Charles George Blundell was attested at Bexhill on 9th December 1915, enlisted, as a private, into the 12th Battalion of the Royal Sussex Regiment, and given the service no. 101102.

 He was posted to the “A” Siege Depot of the Royal Garrison Artillery with the rank of “Gunner” on 6th July 1916.

 On 28th April 1917, he was transferred to the Royal Engineers, as a sapper (regimental number 359411) but later on moved to the Signals section. His service records say that he was gassed on 31st October 1918 but no details as to where or when have been given. There is, however, a small, plain sheet of paper among his service records, across the top of which someone has written the words “Inside Sheet” and, underneath, his service number, 359411, and name “Blundell C”. Underneath that is written “B178 sent to first Southern General Hospital, King’s Heath Inst. Birmingham” but no further details are given.

During his time in the army, Charles’s only misdemeanour appears to have been to go absent without leave.

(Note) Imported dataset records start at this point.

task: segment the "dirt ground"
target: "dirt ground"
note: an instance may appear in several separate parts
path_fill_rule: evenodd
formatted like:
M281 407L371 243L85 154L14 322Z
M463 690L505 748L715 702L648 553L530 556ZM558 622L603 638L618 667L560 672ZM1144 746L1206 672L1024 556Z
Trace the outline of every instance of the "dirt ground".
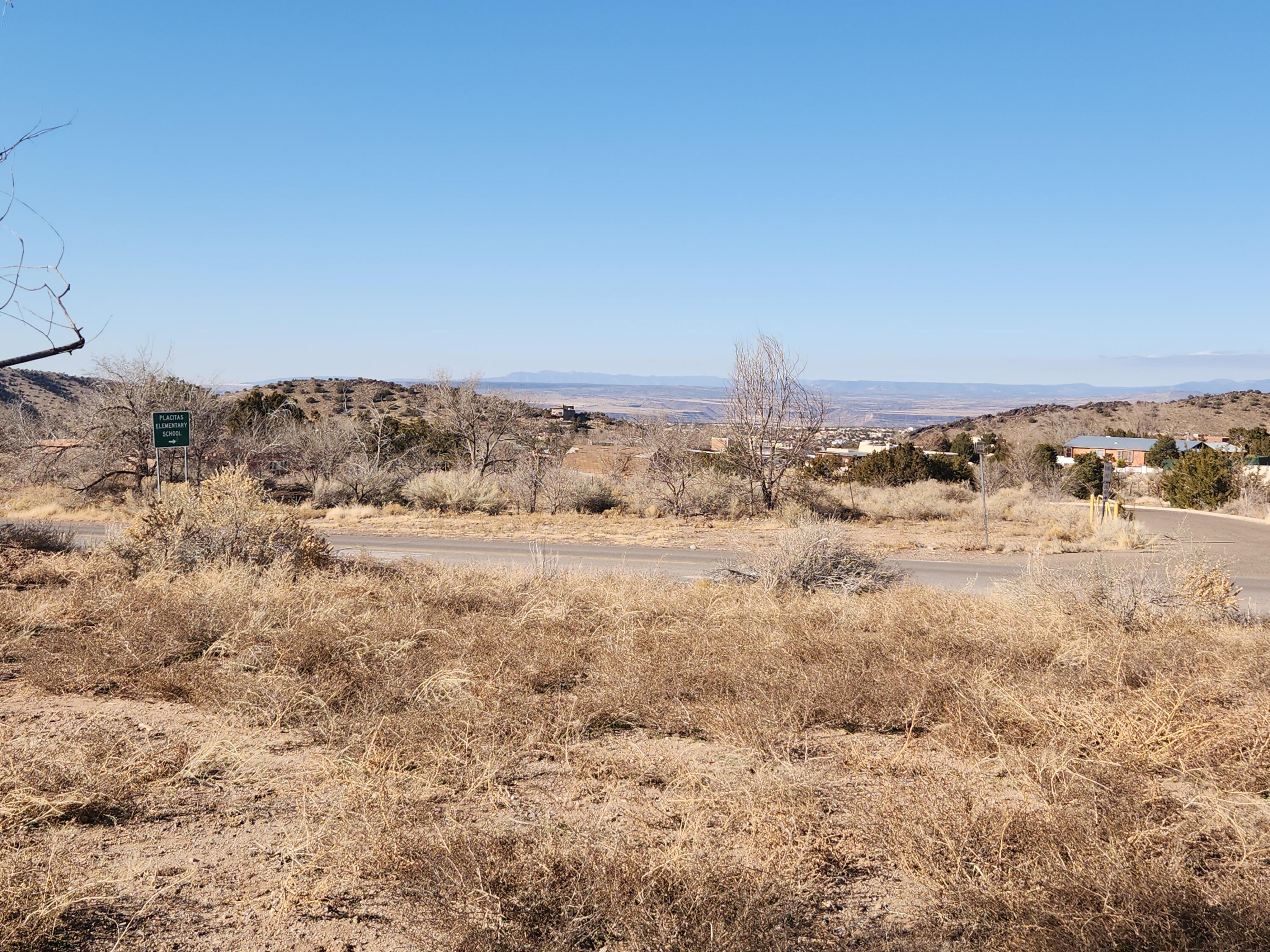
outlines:
M183 762L127 819L70 824L52 838L50 849L75 858L80 892L109 897L72 909L56 947L419 952L461 944L447 910L395 889L390 872L326 876L328 828L342 819L349 792L340 750L304 731L251 729L193 704L51 696L14 666L3 677L0 736L11 745L55 750L108 735L150 753L175 750ZM859 802L876 792L876 772L903 744L895 735L809 732L801 758L784 769L820 784L832 776L842 803ZM676 788L692 774L705 790L728 790L767 769L752 751L643 731L579 744L570 759L527 762L503 778L499 809L483 821L646 835L674 829L681 795L668 784L672 776ZM582 786L579 764L591 777ZM856 769L843 773L843 765ZM851 824L837 835L850 839ZM922 889L861 843L852 875L818 901L814 946L903 935L926 902Z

His ‘Company Conduct Sheet’, Army Form B122, gives his service number, 359411, his name, and that, at the time, he was serving in the Royal Engineer, Signals section. It then goes on to report that, on 25th February 1919, he was ‘Absent Without Leave’ from 12 o’clock (mid-day) until he was caught and ordered to return to his unit, by the Military Police, at 22 minutes to 11 o’clock in the morning of the following day (26th February 1919)

 His punishment was that, instead of a trial, he was to forfeit two days pay and to be confined to barracks for seven days.

According to his records, he was 5ft 7inches tall with a 34 inch chest, when fully expanded.

The “1st Southern General Hospital” in Birmingham was just one of many large military hospitals that were developed to treat the flood of casualties coming back to Britain from the war fronts and the training centres in the United Kingdom.

 However, interestingly, his records say that he was taken to “first Southern General Hospital, King’s Heath Inst. Birmingham”. The “Inst.” must refer to the “Kings Heath Institute”, which was built in 1878 and became the centre of life in the community for many years. It housed a library, assembly room and lecture theatre, hosted functions, dances and was the base of many societies such as drama and opera. Woolworths leased the ground floor in the 1930s and the building was demolished in the 1970s to make room for a new Woolworths shop ; “Institute Road” is the only reminder of its location.

 So far, however, no evidence has been found that the Institute was converted into a hospital and that that was where Charles went.

 The Bexhill Observer, dated 18th January 1919, reports as follows: –


 “Sapper C. G. Blundell, Royal Engineers, whose home is at 52, Parkhurst-road, was gassed when acting as medical orderly, and has been undergoing treatment in hospital at Birmingham. He is progressing, and was able to come home at Christmas.”

 Other Burials

Buried with Charles, in the same plot (EEE14), are his wife, Daisy Lydia Blundell, who died on 15th June 1976, and his daughter, Betty Lydia Beaney, died 18th June 1996, aged 80.

Strangely enough, there is no record of Betty Lydia Blundell marrying anyone but, from the original indexes, there is a Cicely W. D. Blundell marrying a Frederick G. Beaney, in 1934, in the district of Battle – unfortunately, Frederick, from the same original documents actually appears to have married Cicely W. Dawson-Blundell (that’s what the ‘D’ stood for –Dawson). Searching for a marriage of a Dawson to a Blundell, however, came up with nothing – it’s a tantalizing mystery!

There are also, in the Bexhill Cemetery records: –

 Susannah Blundell, who died on 30th March 1926 and is buried in Plot BEF07.

Mary Blundell, who died on 11th March 1942 and is buried in Plot DCC18

These do not seem to be related to Charles Blundell but they might be.